# can you spend the night in la union station?



## yarrow (Jan 9, 2011)

with the late arrival(11pm) of the cs into laus, was wondering if you are allowed to sleep or catnap the remainder of the night in their comfortable chairs? we have tickets on the swc for the next day.


----------



## guest (Jan 9, 2011)

yarrow said:


> with the late arrival(11pm) of the cs into laus, was wondering if you are allowed to sleep or catnap the remainder of the night in their comfortable chairs? we have tickets on the swc for the next day.


The station is open 24 hours as there are bus arrivals and departures during the early morning hours.

That said, I'm not sure the LA Metro police allow people to sleep in the chairs all night. Especially as your next=day train doesn't leave until the evening.

And the chairs while a step up from a folding chair are hardly comfortable to try and sleep for 5,6,7 hours.

I would pop for a room across the street in the Union Plaza hotel, ti would cost you less than $100 and put you in a whole better mood for a day sightseeing in LA before boarding the SWC


----------



## Navy 118 (Jan 9, 2011)

Short answer is not really. Last spring I was in Chicago spending an all nighter watching trains at Joliet, came back to union station to meet up with some friends on an inbound Amtrak; and the Amtrak Cops didn't seem to take to kindly to me slumbering in the waiting room... Asked if I had a tix and such, didn't kick me out, but made mention as to the fact that this was Amtrak and not a motel 6....


----------



## Anderson (Jan 9, 2011)

My guess is that if you had an early train (i.e. in at 11 PM, out at 5 AM...you get some things like that in NYP and WAS, and the policies seem set up to allow people with a reasonably-timed connection to stay but not those with a _very_ long layover), this wouldn't be as much of an issue (as in "they'd be hard-pressed to kick you out" not "they'd like it"); the risk of a catastrophic oversleeping episode would be something you could plead, not to mention that midday layovers of 6 hours are _hardly_ unheard of. However, 11 PM/6 PM is a bit too much of a stretch: 19 hours in the station is more than I think they'd allow on a regular basis.
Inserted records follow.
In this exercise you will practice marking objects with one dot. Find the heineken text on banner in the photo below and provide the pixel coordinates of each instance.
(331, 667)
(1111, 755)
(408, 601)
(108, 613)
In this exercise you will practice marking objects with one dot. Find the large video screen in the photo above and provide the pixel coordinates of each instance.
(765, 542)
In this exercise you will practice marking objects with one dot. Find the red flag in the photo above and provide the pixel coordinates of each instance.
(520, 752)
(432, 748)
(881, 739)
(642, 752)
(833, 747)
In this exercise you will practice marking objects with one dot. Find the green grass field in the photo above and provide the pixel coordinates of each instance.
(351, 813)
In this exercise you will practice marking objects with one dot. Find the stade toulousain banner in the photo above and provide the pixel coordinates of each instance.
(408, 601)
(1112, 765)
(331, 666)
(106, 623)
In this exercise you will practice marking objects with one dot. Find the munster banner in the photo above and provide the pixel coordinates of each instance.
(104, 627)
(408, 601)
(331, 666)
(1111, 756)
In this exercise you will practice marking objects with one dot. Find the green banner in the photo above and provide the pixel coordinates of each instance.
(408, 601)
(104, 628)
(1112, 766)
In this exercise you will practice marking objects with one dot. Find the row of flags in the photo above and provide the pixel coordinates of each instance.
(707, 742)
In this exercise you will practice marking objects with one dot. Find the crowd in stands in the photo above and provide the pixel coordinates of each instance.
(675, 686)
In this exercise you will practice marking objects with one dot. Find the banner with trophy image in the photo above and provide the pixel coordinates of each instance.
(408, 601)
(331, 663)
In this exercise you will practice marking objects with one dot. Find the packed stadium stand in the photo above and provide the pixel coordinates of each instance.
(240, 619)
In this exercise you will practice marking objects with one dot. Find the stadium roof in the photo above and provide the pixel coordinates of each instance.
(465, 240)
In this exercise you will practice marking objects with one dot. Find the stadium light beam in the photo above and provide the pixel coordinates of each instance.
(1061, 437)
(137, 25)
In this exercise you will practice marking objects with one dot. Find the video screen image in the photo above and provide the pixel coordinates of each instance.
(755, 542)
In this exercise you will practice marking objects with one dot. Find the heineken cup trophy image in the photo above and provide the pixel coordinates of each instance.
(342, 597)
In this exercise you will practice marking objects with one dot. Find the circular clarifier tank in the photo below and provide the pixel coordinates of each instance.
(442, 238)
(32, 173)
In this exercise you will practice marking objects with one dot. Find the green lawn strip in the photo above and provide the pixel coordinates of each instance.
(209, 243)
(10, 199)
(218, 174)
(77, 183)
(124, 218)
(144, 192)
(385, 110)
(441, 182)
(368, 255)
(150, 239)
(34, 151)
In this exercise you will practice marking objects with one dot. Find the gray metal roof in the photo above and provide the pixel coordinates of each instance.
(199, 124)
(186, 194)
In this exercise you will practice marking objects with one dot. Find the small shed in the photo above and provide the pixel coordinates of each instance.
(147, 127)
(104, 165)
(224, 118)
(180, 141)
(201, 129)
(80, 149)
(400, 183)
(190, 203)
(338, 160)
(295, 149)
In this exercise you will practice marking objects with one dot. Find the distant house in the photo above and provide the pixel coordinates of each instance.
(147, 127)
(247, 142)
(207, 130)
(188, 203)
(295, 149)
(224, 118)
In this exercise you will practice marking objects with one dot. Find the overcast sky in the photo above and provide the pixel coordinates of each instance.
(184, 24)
Edit: I think it's fair to say that if someone's dozing in the waiting room, they've had enough homeless folks try to sleep in the station that they're automatically wary. I know that's why the NYP policies are set up the way they are, for example.


----------



## pebbleworm (Jan 9, 2011)

When stranded in LA last week, we spent the night at the Miyako- inexpensive, especially for a city and quite nice. Right in Little Tokyo, and reachable by foot, cab, or light rail.

http://www.miyakoinn.com/

Definitely better than trying to doze off in station bench.


----------



## guest (Jan 10, 2011)

I've been able to wait in NYP when connecting from the 66 arriving at 2-3 am, to an NJT departing at 4-5 am, "sleeping" as it were in the official Amtrak waiting area.


----------



## gregoryla (Jan 10, 2011)

As long as you have a ticket, the police won't kick you out of the station. But you would do way better to spend a little and check into one of the hotels that have been mentioned.


----------



## leemell (Jan 10, 2011)

guest said:


> yarrow said:
> 
> 
> > with the late arrival(11pm) of the cs into laus, was wondering if you are allowed to sleep or catnap the remainder of the night in their comfortable chairs? we have tickets on the swc for the next day.
> ...


That would be the Metro Plaza Hotel.


----------



## amtrakwolverine (Jan 11, 2011)

guest said:


> I've been able to wait in NYP when connecting from the 66 arriving at 2-3 am, to an NJT departing at 4-5 am, "sleeping" as it were in the official Amtrak waiting area.


from 2-3AM to 4-5AM is only a 1 to 2 hour layover. We are talking about spending close to 24 hours sleeping in the station.


----------